Далее следуют жанровые зарисовки, характеризующие «бедность поляков», падение курса злотого и рост цен, вопиющее несоответствие между заработками и ценами; Решке сетует на безудержную спекуляцию, на малолетних попрошаек, осаждающих отель, на отвратительные тротуары, плохое уличное освещение, на рост преступности, которым сопровождается «распад коммунистического государства», а также на усиливающееся влияние католического клира; не забывает он и серный запах, выхлопные газы и смог над городом. После этого речь вновь заходит об Александре Пентковской. Решке называет ее «неотразимой». У него прорываются даже признания, вроде — «чертовски хороша» или «мал золотник да дорог». О себе он пишет: «С нею во мне вновь пробудилась жизнь».
Лишь обрисовав во всех подробностях Хагельсбергское кладбище, Решке переходит к делу, а именно к предложению Пентковской создать польско-немецко-литовское акционерное общество. «Будучи только что зачатой, наша идея уже обретает плоть», — сказано в дневнике. «Литовский компонент» Решке считает «вполне логичным и желательным, однако трудно реализуемым». Но надежды он не теряет: «Средства для виленского проекта найдутся. Если у Вильнюса возникнут возражения, мы сумеем переубедить оппонентов. В конце концов, все взаимосвязано. Если уж поляки способны признать право мертвых немцев вернуться на родину, то почему бы не признать такое же право мертвых поляков? Это право не ведает границ!»
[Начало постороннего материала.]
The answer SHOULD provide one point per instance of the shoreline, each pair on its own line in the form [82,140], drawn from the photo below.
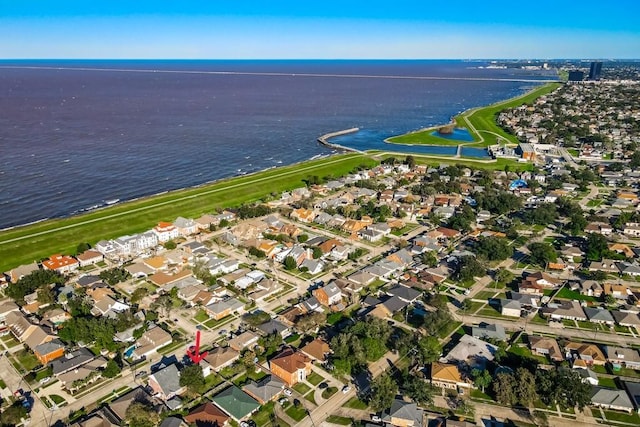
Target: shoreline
[28,243]
[324,140]
[464,116]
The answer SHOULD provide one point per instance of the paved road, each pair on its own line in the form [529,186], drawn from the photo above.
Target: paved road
[593,193]
[521,324]
[337,400]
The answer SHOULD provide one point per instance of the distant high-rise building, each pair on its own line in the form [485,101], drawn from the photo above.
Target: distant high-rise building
[576,76]
[595,71]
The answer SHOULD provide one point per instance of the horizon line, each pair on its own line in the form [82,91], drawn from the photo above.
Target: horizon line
[323,59]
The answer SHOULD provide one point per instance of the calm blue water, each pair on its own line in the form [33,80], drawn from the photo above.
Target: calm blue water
[458,134]
[82,132]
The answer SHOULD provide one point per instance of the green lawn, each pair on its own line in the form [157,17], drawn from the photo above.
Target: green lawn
[607,382]
[201,316]
[632,419]
[302,388]
[58,400]
[448,329]
[483,119]
[27,359]
[213,323]
[10,341]
[355,403]
[485,294]
[311,397]
[297,413]
[264,415]
[315,378]
[523,351]
[567,293]
[473,306]
[588,325]
[36,241]
[336,419]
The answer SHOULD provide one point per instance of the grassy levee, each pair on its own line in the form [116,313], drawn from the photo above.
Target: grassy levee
[25,244]
[481,123]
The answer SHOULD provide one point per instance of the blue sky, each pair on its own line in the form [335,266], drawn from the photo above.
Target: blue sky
[319,29]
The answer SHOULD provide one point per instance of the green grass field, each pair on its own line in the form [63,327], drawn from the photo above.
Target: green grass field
[36,241]
[482,120]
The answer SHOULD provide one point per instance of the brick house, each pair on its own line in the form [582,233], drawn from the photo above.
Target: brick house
[291,366]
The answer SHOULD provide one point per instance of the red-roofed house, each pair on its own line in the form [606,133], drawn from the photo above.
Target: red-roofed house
[165,231]
[61,263]
[89,257]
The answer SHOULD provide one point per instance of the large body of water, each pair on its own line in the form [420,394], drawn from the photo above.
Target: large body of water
[74,134]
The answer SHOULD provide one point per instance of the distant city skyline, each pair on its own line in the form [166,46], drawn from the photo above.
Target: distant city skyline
[327,30]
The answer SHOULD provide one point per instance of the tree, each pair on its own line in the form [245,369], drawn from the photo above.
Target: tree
[31,282]
[462,220]
[493,248]
[543,214]
[410,161]
[256,318]
[525,387]
[597,245]
[270,343]
[504,276]
[310,321]
[111,370]
[138,294]
[201,270]
[504,389]
[164,302]
[290,263]
[417,389]
[191,377]
[577,224]
[383,391]
[563,387]
[256,252]
[114,276]
[481,378]
[46,295]
[434,321]
[430,258]
[13,414]
[542,253]
[139,414]
[467,268]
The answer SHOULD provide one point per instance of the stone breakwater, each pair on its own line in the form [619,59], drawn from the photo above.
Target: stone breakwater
[324,139]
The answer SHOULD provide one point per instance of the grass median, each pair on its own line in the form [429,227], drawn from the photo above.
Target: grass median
[33,242]
[483,119]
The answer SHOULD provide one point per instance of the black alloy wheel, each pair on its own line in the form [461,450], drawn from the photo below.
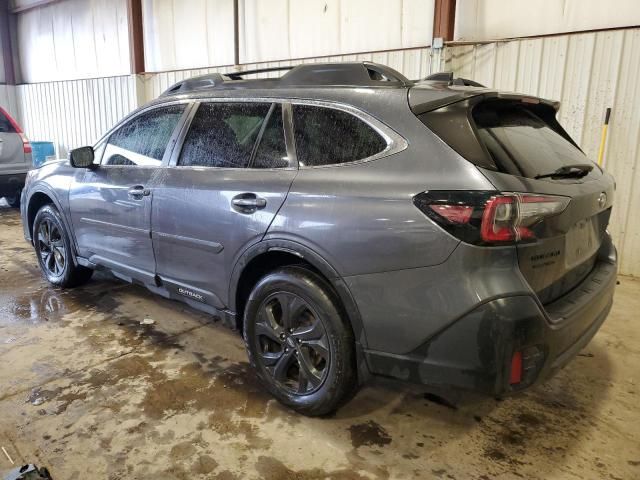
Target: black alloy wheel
[51,248]
[292,343]
[299,341]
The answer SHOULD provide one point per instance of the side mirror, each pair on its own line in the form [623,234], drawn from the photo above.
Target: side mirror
[82,157]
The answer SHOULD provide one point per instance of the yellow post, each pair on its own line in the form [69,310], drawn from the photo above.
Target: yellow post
[603,139]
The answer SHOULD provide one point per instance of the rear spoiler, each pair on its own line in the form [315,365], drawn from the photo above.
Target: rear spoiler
[422,100]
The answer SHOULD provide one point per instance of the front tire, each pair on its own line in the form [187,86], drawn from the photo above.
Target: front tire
[53,249]
[14,202]
[299,342]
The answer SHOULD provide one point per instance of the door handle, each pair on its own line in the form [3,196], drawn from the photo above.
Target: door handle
[248,203]
[138,192]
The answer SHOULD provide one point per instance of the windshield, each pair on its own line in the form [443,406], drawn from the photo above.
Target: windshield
[521,142]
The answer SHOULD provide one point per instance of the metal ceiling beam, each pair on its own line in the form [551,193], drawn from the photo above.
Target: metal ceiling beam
[444,19]
[136,37]
[31,6]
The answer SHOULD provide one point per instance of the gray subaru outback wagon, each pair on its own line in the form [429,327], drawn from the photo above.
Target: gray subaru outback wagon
[350,222]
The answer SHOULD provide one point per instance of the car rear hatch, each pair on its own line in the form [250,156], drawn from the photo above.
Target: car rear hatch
[517,143]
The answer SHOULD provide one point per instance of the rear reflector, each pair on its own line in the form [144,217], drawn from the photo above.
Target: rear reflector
[26,146]
[516,369]
[454,213]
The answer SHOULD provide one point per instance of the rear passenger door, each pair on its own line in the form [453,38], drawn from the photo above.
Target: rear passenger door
[111,204]
[228,177]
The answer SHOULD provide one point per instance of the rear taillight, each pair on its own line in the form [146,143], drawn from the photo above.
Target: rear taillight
[489,218]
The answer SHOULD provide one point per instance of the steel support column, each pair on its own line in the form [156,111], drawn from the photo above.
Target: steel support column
[136,38]
[444,19]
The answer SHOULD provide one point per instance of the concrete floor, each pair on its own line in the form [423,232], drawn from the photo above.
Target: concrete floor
[90,393]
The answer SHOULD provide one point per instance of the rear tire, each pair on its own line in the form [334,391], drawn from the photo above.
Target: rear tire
[53,249]
[299,342]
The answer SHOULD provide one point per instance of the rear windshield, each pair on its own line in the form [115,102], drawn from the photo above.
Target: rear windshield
[520,141]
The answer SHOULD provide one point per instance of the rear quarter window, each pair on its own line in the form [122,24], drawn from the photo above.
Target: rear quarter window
[326,136]
[5,124]
[522,140]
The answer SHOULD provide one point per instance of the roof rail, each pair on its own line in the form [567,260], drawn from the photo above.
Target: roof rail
[310,74]
[202,82]
[448,78]
[344,73]
[239,75]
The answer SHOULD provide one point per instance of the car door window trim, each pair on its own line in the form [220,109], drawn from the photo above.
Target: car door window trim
[170,144]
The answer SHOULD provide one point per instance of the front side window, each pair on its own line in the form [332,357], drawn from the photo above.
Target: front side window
[223,134]
[143,140]
[326,136]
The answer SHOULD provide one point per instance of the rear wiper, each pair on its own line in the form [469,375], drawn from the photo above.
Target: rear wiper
[569,171]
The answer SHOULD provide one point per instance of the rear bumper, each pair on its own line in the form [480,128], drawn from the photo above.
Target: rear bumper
[11,183]
[475,352]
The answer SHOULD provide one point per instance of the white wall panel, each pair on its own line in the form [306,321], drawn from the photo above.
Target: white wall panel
[74,39]
[8,100]
[273,30]
[181,34]
[587,72]
[413,63]
[478,20]
[75,113]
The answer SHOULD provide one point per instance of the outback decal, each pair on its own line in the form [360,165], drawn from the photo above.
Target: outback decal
[189,294]
[544,259]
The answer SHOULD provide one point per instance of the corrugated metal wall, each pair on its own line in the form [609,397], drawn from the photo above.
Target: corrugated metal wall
[75,113]
[74,39]
[414,63]
[587,72]
[8,100]
[278,29]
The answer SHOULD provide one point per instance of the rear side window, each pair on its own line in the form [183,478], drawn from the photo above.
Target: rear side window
[522,140]
[5,124]
[272,150]
[223,134]
[143,140]
[326,136]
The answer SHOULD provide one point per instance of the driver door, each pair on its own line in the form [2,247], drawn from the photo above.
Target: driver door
[111,205]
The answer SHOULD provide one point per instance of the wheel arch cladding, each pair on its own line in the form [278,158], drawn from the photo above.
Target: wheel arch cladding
[36,202]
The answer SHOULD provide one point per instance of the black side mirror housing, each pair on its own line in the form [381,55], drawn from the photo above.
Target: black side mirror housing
[82,157]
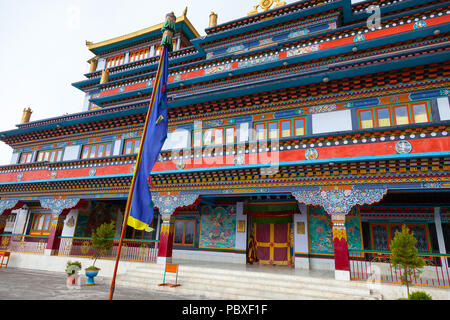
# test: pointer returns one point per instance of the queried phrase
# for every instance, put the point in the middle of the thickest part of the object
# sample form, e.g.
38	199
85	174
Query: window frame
115	61
290	128
185	221
277	130
394	107
377	118
226	135
49	152
371	110
96	145
28	157
133	146
294	133
34	227
427	111
264	130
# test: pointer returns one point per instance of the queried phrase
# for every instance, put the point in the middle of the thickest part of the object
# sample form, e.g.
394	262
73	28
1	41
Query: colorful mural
218	227
321	237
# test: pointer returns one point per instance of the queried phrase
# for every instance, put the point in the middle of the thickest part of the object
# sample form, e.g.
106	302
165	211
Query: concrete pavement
27	284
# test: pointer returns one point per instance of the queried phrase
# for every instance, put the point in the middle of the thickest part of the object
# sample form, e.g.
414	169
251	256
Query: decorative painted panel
92	215
218	227
320	231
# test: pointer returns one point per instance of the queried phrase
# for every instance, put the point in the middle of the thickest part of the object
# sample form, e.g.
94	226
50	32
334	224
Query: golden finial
26	115
265	5
212	19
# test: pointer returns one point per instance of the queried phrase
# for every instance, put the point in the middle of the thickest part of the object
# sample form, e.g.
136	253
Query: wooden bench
3	255
171	268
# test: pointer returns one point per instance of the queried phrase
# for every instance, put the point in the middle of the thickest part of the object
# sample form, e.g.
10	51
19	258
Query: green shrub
72	267
419	295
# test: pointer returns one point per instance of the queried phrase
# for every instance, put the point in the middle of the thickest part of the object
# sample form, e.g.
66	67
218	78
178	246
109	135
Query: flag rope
136	168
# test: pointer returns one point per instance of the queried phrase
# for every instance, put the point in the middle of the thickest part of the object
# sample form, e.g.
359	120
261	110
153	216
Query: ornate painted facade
331	123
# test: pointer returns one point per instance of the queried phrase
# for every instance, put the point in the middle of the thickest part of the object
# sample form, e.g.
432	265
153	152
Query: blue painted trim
70	179
311	162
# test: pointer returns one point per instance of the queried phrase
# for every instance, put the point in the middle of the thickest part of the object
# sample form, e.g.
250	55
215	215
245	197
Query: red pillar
166	240
341	256
54	239
4	241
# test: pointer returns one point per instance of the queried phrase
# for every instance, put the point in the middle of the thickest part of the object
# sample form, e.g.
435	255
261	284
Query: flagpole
136	168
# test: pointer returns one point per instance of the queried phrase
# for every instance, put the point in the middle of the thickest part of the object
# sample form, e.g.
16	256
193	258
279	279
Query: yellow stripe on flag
138	225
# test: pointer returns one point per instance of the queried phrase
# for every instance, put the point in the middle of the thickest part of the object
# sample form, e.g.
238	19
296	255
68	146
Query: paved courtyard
26	284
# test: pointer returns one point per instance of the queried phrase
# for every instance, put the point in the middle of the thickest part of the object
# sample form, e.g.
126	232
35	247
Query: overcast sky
43	51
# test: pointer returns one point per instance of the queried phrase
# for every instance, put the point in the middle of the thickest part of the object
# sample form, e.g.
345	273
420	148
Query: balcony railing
375	266
132	250
23	243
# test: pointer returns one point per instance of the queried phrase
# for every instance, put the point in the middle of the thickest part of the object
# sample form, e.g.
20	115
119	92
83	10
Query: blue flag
141	213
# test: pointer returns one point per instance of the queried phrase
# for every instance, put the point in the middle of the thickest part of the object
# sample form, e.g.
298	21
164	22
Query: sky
43	51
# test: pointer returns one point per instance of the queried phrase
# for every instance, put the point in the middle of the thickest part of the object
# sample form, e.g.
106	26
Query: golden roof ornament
265	5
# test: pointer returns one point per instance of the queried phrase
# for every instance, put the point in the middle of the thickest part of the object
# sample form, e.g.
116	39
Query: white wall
334	121
241	237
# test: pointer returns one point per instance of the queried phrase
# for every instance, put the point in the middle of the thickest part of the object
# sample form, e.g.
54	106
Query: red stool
4	254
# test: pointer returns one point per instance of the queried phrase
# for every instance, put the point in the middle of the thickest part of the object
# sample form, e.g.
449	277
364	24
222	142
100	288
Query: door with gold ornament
273	243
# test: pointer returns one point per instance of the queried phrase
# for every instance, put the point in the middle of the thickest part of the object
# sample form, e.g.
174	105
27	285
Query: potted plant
72	269
101	242
404	256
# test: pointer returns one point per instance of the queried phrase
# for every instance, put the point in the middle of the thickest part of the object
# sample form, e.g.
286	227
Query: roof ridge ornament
265	5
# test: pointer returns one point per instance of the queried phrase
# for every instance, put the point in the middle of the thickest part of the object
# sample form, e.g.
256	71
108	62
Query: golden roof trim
138	33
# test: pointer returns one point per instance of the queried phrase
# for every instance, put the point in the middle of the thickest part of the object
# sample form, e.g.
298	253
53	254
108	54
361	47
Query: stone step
244	284
252	279
276	290
231	292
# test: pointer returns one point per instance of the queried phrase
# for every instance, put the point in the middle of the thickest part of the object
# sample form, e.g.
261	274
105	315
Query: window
299	127
115	61
420	113
40	224
49	155
139	54
285	128
25	157
420	233
383	117
260	131
10	221
131	146
197	139
272	128
158	47
96	151
207	137
210	136
366	119
218	136
380	238
184	232
401	115
229	135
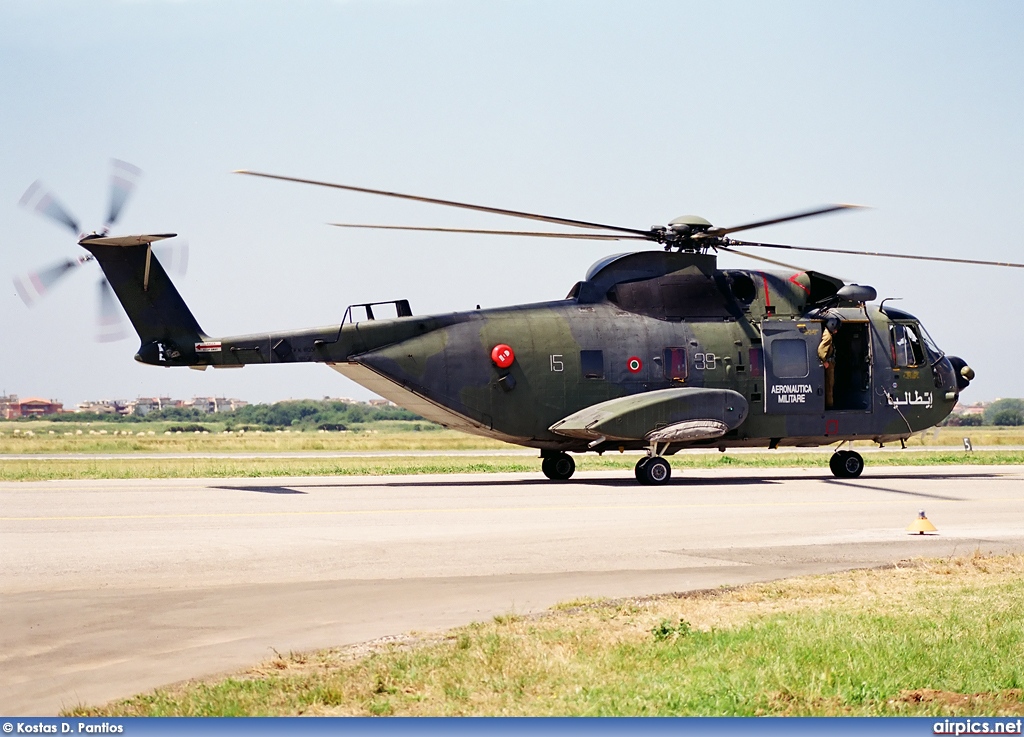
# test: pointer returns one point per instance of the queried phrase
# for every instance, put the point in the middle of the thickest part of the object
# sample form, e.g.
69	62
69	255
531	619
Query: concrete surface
112	588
Высокие слова! Честно говоря, все эти благородные жесты по отношению к мертвецам не понравились мне с самого начала. «Бред!» — гаркнул я на полях дневника. И тем не менее что-то захватило меня. Может быть, это слова вдовы «на кладбище нет места политике!», с которыми я абсолютно согласен, заставили меня пойти по следам моей пары. А теперь и вовсе интересно посмотреть на крах их затеи.
Было и еще кое-что, что говорило в их пользу. Их вдовство. Если бы эта история была замешана на обычном прелюбодеянии, банальной супружеской измене, если бы Решке расписывал в своем дневнике один из до смерти надоевших, набивших оскомину адюльтеров, если бы речь шла о том, как Александр ловко обманывает жену или Александра наставляет рога собственному мужу, то, поверь мне, Решке, я бы ради тебя и пальцем не шевельнул; однако тут каждый из этой пары овдовел несколько лет тому назад, стал вновь независимым, а к тому же их дети уже выросли и зажили самостоятельно, поэтому ничто не мешает мне, не отвлекает, и я могу спокойно последить за судьбой моей пары.